From what I’ve read online this is a known issue and it will eventually be addressed, but until it’s fixed, this could just be the big Achilles’ heel of the Treo 650. Considering that the only true protection for your Treo 650 data is a HotSync, the irony is that travelers will have to bring the laptop along on every trip until this gets handled. I already do that when I travel, but as soon as there’s a card backup solution, I’ll be thrilled to leave the laptop at home when I travel!
Editor’s Note: It has been discovered that the Treo 650 doesn’t use its memory very efficiently, and therefore has less Storage capacity that expected. However, palmOne is working on a fix for this. More information on this issue can be found in this article.
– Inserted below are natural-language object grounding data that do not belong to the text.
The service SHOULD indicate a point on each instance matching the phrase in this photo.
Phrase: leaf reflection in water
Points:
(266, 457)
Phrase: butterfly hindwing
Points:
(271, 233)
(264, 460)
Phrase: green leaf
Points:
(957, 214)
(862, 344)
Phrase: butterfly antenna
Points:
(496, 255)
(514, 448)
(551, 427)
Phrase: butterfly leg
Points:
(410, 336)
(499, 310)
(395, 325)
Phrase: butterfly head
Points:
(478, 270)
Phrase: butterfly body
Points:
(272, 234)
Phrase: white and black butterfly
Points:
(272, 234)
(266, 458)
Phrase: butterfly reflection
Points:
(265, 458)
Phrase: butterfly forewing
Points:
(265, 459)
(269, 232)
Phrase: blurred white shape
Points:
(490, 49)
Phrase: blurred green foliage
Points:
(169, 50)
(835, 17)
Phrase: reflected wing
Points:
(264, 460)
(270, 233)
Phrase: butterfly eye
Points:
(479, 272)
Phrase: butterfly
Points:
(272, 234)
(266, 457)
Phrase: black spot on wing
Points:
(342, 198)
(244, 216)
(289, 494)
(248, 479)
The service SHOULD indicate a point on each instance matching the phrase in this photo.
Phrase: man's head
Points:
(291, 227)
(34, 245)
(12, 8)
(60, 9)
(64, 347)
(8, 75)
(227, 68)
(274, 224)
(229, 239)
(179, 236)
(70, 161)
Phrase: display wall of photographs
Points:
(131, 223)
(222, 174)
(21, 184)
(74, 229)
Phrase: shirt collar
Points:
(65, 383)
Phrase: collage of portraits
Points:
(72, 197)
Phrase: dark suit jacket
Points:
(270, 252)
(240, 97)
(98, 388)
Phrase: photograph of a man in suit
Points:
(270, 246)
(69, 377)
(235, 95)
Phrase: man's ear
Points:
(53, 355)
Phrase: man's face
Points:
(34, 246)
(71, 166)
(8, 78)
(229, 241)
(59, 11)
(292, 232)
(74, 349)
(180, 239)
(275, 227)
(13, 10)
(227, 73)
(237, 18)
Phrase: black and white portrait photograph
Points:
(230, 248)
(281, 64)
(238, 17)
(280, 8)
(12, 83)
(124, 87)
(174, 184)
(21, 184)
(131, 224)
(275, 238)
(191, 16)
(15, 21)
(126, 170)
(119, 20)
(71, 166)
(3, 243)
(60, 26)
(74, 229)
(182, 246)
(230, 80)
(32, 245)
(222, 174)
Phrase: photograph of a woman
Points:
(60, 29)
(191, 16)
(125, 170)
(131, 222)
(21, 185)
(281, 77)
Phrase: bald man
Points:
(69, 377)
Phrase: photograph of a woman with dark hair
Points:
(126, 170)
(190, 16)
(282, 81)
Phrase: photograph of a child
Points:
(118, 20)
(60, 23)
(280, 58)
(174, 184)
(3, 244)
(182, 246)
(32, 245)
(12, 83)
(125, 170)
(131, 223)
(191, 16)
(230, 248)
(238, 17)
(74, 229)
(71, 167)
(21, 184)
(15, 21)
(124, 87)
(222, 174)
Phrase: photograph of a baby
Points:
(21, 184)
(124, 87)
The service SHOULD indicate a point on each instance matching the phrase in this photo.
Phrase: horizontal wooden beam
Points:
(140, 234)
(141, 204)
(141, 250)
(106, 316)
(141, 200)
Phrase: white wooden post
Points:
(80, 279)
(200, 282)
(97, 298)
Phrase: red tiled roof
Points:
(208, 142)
There’s a lot more to this great improvement on the most popular smartphone ever invented, but it’s going to take a few weeks to flush out all the functionality for a thorough review. For now I’ll sum it up this way…
Everything that made the Treo 600 so hot is even better. The Web, messaging, the camera, the better screen, better buttons, and more powerful applications all join to make the Treo 650 the newest ‘must-have’ smartphone, and when I can back it up to and restore from a card it will be… dare I say it… as close to perfect as it gets in a smartphone. With the Treo 650 palmOne has once again raised the bar.
Considering that the competition has yet to reach the Treo 600’s quality, reliability, feature set, and ease of use, the 650 just has to annoy every competitor in the market as much as it will delight every Treo 650 owner.